Easily Make Your New Favourite Playlist
Scraping the Billboard website and making Spotify playlists.
Functionality
This was a really fun project using APIs and webscraping to create Spotify playlists. The program asks the user for a date, and uses this date to retrieve Billboard's Hot 100 at that time, before redirecting the user to Spotify where a new playlist is automatically made with the 100 tracks.
Beautiful Soup
Beautiful Soup is a Python library that simplifies web scraping by helping you extract data from HTML pages. It lets you navigate, search, and modify elements in a webpage’s structure with ease.
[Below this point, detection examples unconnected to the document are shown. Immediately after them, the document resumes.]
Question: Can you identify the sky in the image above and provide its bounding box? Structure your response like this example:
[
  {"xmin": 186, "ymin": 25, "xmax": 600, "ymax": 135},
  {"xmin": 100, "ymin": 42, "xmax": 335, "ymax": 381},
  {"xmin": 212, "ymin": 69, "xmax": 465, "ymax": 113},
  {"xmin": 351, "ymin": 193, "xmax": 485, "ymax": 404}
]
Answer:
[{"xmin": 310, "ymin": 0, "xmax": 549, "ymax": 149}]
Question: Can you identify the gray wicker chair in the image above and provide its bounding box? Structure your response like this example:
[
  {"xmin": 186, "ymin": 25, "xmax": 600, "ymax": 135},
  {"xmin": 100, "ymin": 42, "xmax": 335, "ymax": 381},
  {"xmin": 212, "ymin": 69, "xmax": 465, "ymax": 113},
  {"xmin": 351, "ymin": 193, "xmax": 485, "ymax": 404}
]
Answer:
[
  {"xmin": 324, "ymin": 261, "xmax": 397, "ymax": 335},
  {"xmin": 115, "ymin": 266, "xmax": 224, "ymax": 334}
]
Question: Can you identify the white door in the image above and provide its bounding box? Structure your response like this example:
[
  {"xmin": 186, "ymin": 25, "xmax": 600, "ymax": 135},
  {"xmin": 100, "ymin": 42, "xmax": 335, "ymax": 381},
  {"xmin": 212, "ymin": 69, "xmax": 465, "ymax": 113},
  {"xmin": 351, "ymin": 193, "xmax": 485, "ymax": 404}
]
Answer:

When combined with libraries like requests, it allows you to download and parse web content efficiently. Beautiful Soup supports tag, attribute, and text-based searches, making it ideal for gathering specific information from websites. It’s also resilient to messy or inconsistent HTML, which is common when scraping real-world pages.
Code
Step-by-Step
- Ask the User for a date to travel to
- Use Python's Request module to fetch the relevant Billboard Hot 100 page
- Use Beautiful Soup to parse the html, extracting song names and artists from the page
- Initialise Spotify instance
- Define scope for authorisation, i.e. allowing playlist creation and modification
- Redirect user to auth page for Spotify login
- Spotify will return user's id and an access token to create a playlist on the user's account
- The earlier list of song names and artists can then be searched for on Spotify and added to a playlist
Code Files
import requests
from bs4 import BeautifulSoup
from spotify import Spotify
BILLBOARD_ENDPOINT = "https://www.billboard.com/charts/hot-100/"
header = {"User-Agent": "Mozilla/5.0 (Macintosh; Intel Mac OS X 10.15; rv:137.0) Gecko/20100101 Firefox/137.0"}
date = input("What year do you want to travel to? (YYYY-MM-DD format): ")
# date = '2025-05-14'
response = requests.get(url= f"{BILLBOARD_ENDPOINT}{date}/", headers= header)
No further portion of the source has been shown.